Полк поет красиво, в три голоса, растроганные партийные вожди (изрядно накачанные коньячком в специальном кафе под трибуной) пытаются подпевать:
— Бьет набат, бьет набат Интернационала,
Знамя Октября в руках бойца-а-а!
Есть у революции нача-а-ало!
Нет у революции конца!
Трибуна рукоплещет и скандирует «Браво!» уходящему к Певческому мосту оркестровому полку. И только Павлов притворно хмурится: он-то слышит, какие слова поют его подчиненные, отойдя от трибуны на безопасное расстояние, а потом и сам, лихо сплюнув, затягивает:
— Как нас эта площадь зае...ла!
Как давно пора попить винца?!!
Байки про дальний поход
До перестройки возможность побывать за границей была у очень ограниченного количества военных оркестров. Ну, естественно, валютные ансамбли песни и пляски ездили. Те, кто дислоцировался в ГДР, Польше, Венгрии, на Кубе или Монголии — тоже, понятное дело. Штабные оркестры округов иногда выезжали на фестивали. Но вот чтобы простой оркестр, да еще и в страну развитого капитализма — фигушки! Хотя нет, у морских оркестров такая возможность время от времени появлялась.

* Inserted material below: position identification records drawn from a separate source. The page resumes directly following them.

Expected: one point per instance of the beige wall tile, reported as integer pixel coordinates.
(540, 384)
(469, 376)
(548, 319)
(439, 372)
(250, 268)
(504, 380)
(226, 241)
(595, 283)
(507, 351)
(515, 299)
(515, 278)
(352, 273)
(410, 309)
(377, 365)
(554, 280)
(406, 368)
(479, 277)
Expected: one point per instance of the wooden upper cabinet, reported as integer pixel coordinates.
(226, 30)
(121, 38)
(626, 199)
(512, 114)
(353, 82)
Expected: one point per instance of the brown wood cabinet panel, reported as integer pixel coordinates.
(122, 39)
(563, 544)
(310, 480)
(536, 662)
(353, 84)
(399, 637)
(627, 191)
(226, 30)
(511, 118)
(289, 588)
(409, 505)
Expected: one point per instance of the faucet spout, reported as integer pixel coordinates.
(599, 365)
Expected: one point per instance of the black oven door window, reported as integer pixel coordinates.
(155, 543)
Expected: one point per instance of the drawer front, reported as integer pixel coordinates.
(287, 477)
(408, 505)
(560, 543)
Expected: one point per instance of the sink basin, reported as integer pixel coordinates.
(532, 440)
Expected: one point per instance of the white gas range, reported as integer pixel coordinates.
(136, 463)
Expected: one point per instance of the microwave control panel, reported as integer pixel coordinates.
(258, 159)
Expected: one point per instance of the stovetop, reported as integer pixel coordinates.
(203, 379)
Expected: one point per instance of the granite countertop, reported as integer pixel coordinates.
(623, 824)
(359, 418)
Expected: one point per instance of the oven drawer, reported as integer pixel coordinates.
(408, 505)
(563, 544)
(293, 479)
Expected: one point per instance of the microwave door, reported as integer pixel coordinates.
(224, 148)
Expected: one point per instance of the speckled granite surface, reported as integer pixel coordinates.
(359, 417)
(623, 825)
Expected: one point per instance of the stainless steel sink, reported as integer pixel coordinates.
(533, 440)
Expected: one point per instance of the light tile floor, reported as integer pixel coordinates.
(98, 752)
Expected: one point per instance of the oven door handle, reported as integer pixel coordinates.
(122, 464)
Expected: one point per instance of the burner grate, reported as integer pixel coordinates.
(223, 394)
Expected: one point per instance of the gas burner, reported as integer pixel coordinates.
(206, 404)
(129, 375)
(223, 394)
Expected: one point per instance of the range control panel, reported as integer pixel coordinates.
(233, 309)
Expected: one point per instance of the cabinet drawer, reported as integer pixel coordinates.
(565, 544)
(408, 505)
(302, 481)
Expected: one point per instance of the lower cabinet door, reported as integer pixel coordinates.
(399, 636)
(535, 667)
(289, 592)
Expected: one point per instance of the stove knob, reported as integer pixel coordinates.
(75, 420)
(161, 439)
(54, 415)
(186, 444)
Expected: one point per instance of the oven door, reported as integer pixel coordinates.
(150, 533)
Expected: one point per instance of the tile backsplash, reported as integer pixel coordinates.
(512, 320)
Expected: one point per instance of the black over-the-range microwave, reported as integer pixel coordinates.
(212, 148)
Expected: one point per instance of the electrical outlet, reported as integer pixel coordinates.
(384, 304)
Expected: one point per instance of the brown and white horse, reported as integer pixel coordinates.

Каждое военно-морское училище рано или поздно отправляло своих курсантов на практику в дальние походы. Программа этих походов зависела от многого. И иногда планировались заходы в иностранные порты. Вот тут-то и требовалось наличие оркестра, ибо без официальной торжественной части обойтись было невозможно.

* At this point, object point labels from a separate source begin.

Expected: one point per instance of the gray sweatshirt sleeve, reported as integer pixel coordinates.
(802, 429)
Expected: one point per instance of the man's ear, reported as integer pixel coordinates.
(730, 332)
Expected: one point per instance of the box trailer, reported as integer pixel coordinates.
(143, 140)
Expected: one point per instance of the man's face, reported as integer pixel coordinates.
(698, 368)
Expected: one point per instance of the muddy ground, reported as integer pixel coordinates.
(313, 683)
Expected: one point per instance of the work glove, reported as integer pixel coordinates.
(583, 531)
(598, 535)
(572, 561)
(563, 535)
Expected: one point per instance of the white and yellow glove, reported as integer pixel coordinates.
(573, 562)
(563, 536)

За такие походы начальники оркестров бились не на шутку. Ради них они вписывали в состав оркестра всевозможных нужных людей, как из базы флота, так и из своего военно-музыкального начальства. Интрига и подкуп президентов, наговоры и сауны с особистами — в ход шло все. Но я расскажу вам историю, как наш скромный оркестр безо всяких проблем, интриг и борьбы взял да и уплыл в Ирландию.
Шел конец августа Наш дирижер был в отпуске, впрочем, как и большинство «сундуков». За старшего оставили старшину-флейтиста Пашку Лобанова — рыжего смешливого «сундука». Мы вовсю шлялись в самоходы, ездили в Питер, гуляли с местными девицами и чувствовали себя прекрасно. Службы было мало — у курсантов каникулы, на жмуров неурожай, короче, все тихо-спокойно.
И вот как-то играю я «переход на обед», стучу себе что-то среднее между джазовыми экзерцисами Джо Морелло и строчкой из Устава, озаглавленной «Строевой марш», как вдруг ко мне быстрым шагом направляется дежурный по училищу, кап-два Мясников.
Ничего приятного я от этого не ждал. Во-первых, как и большинство офицеров, Мясников страдал манией величия. Он был абсолютно уверен в собственном музыкальном таланте. Поэтому пел под наш аккомпанемент на всех вечерах и смотрах художественной самодеятельности. То есть думал, что пел.
Во-вторых, он ненавидел всех, кто сомневался в его талантах, то есть всех без исключения музыкантов и тех людей, кто по случайности, в отличие от него, имел музыкальный слух.
И, в-третьих, именно я как-то раз в электричке, по дороге в увольнение, на весь вагон передразнивал этого самого Мясникова: у кап-два был презабавнейший дефект речи. Он произносил «г» вместо «р» Не знаю, почему меня это так смешило, но когда он командовал каким-нибудь разводом караула или делал доклад перед строем, меня просто шатало — я ронял барабанные палочки и нагибался, чтобы никто не видел, как я хохочу.
— Гавняйсь! — кричал он тонким голосом. — Смигна! Гавнение на сегедину!